MiniGod
MiniGod

Reputation: 3802

How to push multiple branches from multiple commits?

I never used git before GitHub released the Windows app, so I've never used it in command line.

So here's my situation:
I did some commits on master, then switched branch and did some commits there too. All without pushing to GitHub. When I then clicked sync in the the windows app (which I assume does git push), to my surprise, all my commits were pushed to my new branch - even the commits I made while I was in master.

Since this is the behavior of the windows app, I guess I have to use the command line.
What is the correct git push command to push the commits to the correct branches on the remote?

Upvotes: 72

Views: 52794

Answers (6)

David V. Corbin
David V. Corbin

Reputation: 397

Don't forget that is you have bending changes (in your working-tree) and switch branches those changes may persist over. Then you do add/commit/push and are surprised.

Upvotes: 0

Kerem
Kerem

Reputation: 11576

Late answer but I am gonna share my solution that worked for me.

Finally my /foo/.git/config file looks like:

[core]
    ...

[remote "dev"]
    url = http://dev.foobar.com/foo.git
    fetch = +refs/heads/*:refs/remotes/dev/*
[remote "pro"]
    url = http://pro.foobar.com/foo.git
    fetch = +refs/heads/*:refs/remotes/pro/*

[remote "all"]
    url = http://dev.foobar.com/foo.git
    url = http://pro.foobar.com/foo.git

[http]
    postBuffer = 524288000

And command;

git push all --all

Credits: Pushing to Multiple Git Repositories Simultaneously

Upvotes: 5

Loic H
Loic H

Reputation: 348

You can do a

 git branch | grep "<pattern>" | xargs git push 

Replace the <pattern> with a regular expression to match your branch names and that’s it.

You can add --set-upstream origin if it is your first commit for this branch

Upvotes: 4

kenorb
kenorb

Reputation: 166359

To push all branches (refs under refs/heads), use the following command (where origin is your remote):

git push origin --all

You can also set push.default to matching in your config to push all branches having the same name on both ends by default. For example:

git config --global push.default matching

Since Git 2.0 the default is simple which is the the safest option.

Upvotes: 102

Zitrax
Zitrax

Reputation: 20256

If you want to push several specific branches (for example branch1 and branch2) you can use:

git push origin branch1 branch2 

In Git >= 2.4 this operation can be done atomically (i.e. if it fails to push any of the branches specified nothing will be pushed):

git push --atomic origin branch1 branch2 

Upvotes: 113

Eric
Eric

Reputation: 3172

git push origin will push from all tracking branches up to the remote by default.

git push origin my-new-branch will push just your new branch.

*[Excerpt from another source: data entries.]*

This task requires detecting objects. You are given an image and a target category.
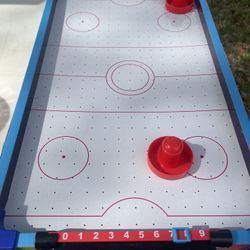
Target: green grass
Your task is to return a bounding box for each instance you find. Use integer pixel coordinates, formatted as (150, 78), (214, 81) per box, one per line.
(208, 0), (250, 114)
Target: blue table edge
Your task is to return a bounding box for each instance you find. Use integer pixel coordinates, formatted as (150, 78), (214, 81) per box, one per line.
(0, 0), (250, 248)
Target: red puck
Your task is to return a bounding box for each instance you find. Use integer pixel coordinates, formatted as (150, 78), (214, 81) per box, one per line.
(166, 0), (194, 14)
(148, 136), (193, 180)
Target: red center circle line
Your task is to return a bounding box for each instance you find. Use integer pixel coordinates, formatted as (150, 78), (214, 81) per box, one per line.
(65, 12), (100, 32)
(105, 60), (155, 96)
(157, 13), (192, 32)
(184, 135), (228, 181)
(111, 63), (150, 92)
(37, 136), (89, 181)
(110, 0), (146, 7)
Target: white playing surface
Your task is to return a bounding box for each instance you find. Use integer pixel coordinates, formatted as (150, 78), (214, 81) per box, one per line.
(5, 0), (250, 231)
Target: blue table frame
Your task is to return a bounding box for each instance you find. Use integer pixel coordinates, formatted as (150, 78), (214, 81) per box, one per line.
(0, 0), (250, 250)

I don't believe there is anything simple or possible to do accidentally that would push commits from two different branches up to the same branch and do the merge on the remote.

I would guess that the new branch had the commits from master in it's history. To see if that is true, run git log my-new-branch locally and see if those commits were in your history.

If so, when you "switched branches" you probably branched off of master after the new commits were made, so the new branch had all of the commits in the history, no just the ones unique to that branch.